The Houston City Council Wednesday delayed for a week a vote on the proposed Equal Rights Ordinance, while members review various amendments to the proposed measure.
If approved, the ordinance would ban discrimination based on sex, race, age, and religion, and expand anti-bias protections for gay and transgender residents. It would apply to private businesses, housing, city employment and city contracting. Churches would be exempt. Officials say Houston is the only major metropolitan city in the country that doesn't prohibit discrimination by businesses such as restaurants, bars and hotels.
On this edition of Houston Matters, discuss the language in the ordinance, the reasons behind the delayed vote, and any challenges inherent in meeting the needs of the LGBT community pressing for the ordinance, and satisfying a general public divided over it.

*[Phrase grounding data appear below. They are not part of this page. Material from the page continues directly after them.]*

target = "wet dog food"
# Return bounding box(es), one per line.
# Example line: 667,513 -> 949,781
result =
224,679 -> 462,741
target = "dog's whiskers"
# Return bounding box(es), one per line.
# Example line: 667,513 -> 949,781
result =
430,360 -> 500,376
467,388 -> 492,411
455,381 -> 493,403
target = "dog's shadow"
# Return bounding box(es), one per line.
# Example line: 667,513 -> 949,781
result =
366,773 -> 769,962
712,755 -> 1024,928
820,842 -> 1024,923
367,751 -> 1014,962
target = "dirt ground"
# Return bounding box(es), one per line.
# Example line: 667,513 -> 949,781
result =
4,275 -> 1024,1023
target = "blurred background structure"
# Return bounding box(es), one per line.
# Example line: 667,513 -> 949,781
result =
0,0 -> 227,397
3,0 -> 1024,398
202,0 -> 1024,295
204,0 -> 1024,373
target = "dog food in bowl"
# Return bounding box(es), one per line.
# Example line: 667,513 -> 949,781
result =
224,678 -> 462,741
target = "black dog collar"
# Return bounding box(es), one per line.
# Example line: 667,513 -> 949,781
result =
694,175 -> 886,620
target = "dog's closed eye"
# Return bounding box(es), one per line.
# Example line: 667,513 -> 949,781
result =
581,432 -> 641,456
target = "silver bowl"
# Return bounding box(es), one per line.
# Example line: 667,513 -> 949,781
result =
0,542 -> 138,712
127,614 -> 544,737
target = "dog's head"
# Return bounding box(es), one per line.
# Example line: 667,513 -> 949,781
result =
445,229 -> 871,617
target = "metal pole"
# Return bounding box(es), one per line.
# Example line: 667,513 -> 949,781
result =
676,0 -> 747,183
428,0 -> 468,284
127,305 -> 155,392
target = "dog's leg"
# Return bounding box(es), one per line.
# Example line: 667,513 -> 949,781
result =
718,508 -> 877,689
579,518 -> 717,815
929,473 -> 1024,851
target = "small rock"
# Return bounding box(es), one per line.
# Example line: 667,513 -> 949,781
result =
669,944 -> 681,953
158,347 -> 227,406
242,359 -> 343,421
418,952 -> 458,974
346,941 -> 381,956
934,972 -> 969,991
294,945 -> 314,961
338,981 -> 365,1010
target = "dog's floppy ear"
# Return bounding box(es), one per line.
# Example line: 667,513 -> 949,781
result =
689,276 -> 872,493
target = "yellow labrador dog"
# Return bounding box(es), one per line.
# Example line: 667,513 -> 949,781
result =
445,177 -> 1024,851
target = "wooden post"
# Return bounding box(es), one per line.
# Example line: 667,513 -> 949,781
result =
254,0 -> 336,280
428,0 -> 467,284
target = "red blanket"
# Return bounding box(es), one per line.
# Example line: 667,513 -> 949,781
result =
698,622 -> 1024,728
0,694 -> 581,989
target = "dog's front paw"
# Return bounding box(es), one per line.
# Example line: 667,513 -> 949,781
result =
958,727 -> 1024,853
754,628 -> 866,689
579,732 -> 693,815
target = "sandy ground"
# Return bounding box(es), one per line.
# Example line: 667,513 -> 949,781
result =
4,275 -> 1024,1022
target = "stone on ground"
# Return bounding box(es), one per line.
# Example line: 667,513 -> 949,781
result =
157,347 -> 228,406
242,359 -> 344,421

Also this hour: the state of Texas has long had significant influence on national politics. From LBJ to both Presidents Bush hailing from the Lone Star state, to Senator Ted Cruz making waves in Washington today, our state has long been well-represented among influential politicians. But that's just half of the story. Texas businesses and industries also influence the goings-on in DC through their lobbying arms.
We discuss the role Texas plays in national politics with Mark Leibovich, Chief National Correspondent for The New York Times Magazine, and the author of THIS TOWN: Two Parties and a Funeral, a book examining the insider culture in Washington. Leibovitch dropped by Houston Public Media this week, during a tour promoting the paperback edition of his book.
And: We're all used to filters on our smart phone cameras or on Instagram which attempt to make a photo look "retro" – the process is as easy as a couple of taps on a screen. But one Houston photographer is doing it the hard way – the way they did it in the 1800s. For the past several years, Keliy Anderson-Staley has been using replicas of 150-year-old cameras and lenses to take tintype portraits – black-and-white photos made by casting a positive image onto a thin sheet of light-sensitive metal. Anderson-Staley shares what she loves about the tintype photography process, and what you can capture through slowly-exposed images, that today’s cell phone cameras miss.